His death, the first in Brazil this year due to protests that threaten to disrupt the World Cup soccer tournament beginning in June, underscores the unruliness and violence that have come to characterise the small, but continued rallies that began with a series of mass demonstrations last year.

Santiago Ilídio Andrade, a 49-year-old cameraman for the Bandeirantes television network, was filming a protest over a hike in Rio's bus fares last Thursday when a protester, as yet unidentified, lit a large bottle rocket that flew up from the ground and struck him.

Photographs and video of the firework's deadly, albeit accidental, trajectory have filled the front pages of newspapers and prime time news coverage in the days since. The incident is prompting renewed discussion about the protests, the sometimes oppressive police tactics to contain them and whether violence so far could lead to worsening unrest.

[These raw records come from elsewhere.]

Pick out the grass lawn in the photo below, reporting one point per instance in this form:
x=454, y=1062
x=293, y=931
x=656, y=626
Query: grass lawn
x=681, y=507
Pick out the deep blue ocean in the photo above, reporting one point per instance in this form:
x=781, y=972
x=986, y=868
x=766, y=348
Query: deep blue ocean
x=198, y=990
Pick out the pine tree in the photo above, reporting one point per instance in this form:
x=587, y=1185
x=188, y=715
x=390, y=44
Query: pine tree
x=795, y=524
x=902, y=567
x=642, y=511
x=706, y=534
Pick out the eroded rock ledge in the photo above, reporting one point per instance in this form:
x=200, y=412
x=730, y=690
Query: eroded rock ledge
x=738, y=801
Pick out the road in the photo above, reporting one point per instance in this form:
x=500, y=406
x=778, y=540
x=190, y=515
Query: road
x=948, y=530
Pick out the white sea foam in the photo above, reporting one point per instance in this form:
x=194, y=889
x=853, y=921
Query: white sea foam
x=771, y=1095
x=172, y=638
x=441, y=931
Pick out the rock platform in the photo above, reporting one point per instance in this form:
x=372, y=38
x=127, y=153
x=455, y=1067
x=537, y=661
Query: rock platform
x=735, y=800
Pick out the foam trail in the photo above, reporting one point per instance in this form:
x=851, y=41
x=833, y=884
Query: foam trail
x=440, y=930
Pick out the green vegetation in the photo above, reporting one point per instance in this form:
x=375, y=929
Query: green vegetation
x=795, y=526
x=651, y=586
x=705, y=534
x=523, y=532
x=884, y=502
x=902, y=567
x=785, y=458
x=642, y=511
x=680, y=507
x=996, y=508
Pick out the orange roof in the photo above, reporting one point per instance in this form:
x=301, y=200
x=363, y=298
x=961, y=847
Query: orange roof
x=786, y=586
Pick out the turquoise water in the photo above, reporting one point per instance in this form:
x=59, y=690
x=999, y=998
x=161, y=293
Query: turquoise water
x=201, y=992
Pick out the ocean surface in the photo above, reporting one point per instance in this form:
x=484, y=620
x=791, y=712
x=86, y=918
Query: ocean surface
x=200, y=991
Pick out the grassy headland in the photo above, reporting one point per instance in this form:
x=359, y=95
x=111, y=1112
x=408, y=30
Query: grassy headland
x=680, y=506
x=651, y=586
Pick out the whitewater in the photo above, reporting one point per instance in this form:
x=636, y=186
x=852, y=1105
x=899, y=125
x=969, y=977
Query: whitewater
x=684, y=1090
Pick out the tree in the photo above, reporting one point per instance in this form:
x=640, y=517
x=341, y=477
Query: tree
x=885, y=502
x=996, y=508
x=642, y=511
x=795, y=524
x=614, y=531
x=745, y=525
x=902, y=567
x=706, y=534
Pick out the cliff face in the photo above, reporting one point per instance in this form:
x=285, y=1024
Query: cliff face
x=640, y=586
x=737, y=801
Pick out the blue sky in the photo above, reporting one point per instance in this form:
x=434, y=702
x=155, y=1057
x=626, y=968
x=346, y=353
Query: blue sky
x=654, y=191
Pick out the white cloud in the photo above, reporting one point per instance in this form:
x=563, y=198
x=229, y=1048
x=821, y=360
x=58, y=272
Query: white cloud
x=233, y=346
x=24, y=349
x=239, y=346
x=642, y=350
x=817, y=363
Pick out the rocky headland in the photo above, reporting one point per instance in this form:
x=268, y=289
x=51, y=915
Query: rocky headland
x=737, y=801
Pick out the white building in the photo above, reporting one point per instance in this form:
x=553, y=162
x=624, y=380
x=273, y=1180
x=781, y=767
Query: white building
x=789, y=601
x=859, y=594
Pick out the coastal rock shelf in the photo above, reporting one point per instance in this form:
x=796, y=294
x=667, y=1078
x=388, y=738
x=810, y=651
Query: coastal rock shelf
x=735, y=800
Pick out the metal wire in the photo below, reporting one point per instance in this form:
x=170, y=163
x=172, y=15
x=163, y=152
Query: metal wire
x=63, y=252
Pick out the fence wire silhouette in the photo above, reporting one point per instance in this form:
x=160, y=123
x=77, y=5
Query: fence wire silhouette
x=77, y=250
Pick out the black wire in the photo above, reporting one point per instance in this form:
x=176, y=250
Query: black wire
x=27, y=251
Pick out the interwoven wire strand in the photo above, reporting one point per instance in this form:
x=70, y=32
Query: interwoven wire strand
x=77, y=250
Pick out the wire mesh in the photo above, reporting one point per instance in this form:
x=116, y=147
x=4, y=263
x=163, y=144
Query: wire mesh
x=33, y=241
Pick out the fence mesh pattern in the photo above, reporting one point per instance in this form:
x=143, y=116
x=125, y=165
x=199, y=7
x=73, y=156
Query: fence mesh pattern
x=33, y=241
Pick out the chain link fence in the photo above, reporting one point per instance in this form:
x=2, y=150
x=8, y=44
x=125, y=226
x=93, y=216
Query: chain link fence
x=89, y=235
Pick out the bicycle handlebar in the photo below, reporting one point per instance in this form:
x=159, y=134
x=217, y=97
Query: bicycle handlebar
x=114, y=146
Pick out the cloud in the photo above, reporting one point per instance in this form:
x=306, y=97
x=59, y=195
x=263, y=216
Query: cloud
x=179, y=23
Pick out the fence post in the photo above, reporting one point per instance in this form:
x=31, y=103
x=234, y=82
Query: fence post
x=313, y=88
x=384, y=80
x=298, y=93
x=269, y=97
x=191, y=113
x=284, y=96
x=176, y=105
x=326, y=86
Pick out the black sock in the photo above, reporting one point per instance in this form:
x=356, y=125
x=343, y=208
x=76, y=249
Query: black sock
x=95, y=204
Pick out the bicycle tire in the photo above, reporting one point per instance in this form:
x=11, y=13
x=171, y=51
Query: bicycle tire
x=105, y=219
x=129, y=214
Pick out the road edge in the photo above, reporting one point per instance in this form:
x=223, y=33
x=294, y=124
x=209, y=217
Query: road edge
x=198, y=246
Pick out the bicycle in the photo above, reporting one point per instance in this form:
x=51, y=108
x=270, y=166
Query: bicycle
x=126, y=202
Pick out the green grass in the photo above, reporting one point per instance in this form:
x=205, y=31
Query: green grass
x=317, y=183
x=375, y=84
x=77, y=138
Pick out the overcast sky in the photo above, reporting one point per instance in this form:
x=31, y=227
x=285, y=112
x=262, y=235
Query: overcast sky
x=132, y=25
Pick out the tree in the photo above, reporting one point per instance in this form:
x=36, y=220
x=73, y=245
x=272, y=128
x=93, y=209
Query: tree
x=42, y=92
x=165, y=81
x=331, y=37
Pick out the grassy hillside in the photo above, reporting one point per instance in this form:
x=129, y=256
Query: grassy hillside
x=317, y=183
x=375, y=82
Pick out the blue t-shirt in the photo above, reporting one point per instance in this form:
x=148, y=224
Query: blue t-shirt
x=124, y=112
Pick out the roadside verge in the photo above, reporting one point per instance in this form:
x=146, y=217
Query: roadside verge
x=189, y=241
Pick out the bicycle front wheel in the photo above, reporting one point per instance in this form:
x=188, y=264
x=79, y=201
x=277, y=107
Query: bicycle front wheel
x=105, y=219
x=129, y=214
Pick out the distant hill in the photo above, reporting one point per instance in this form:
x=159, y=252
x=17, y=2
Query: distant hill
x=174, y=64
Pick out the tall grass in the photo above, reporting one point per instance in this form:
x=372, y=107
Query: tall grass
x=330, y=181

While Andrade was treated for blood loss and cranial injuries at a Rio hospital, the police have been searching for the protester, who is believed to be affiliated with a loose collective of young anti-government militants.

At the weekend, they arrested a young man who in photographs was seen handing the firework to the protester who ignited it. The man, according to local media reports, said he did not know the other protester, but recognised him from previous demonstrations.

With World Cup games scheduled in Rio and 11 other cities, and a presidential election shortly afterward, Brazil's government is closely watching the protests and the disruption they could cause were they to grow larger or more violent.

People familiar with the government's tactics say Brazilian security forces are intercepting emails and combing social networks used by those suspected of inciting violence at the protests.

On Monday, President Dilma Rousseff ordered Brazil's federal police force to help Rio authorities investigate the Andrade episode.

In a statement, Rousseff said: “We cannot allow democratic protests to be discredited by those who have no respect for human lives.”

Last year, more than a million people took to the streets in mass demonstrations sparked by a previous hike in public transport fares. At the time, demonstrators successfully used the Confederations Cup, a warmup to this year's tournament, as a backdrop from which to protest dissatisfaction with a slowing economy, rising prices, corruption and poor public services.

Though the protests continued, they have grown smaller in scale. Mainstream Brazilians, the critical mass that gave heft to the rallies last year, quickly moved to the sidelines once small, but violent militants began using the events to destroy property, taunt police and otherwise destabilise the protests.

At least six Brazilians died during the unrest in 2013.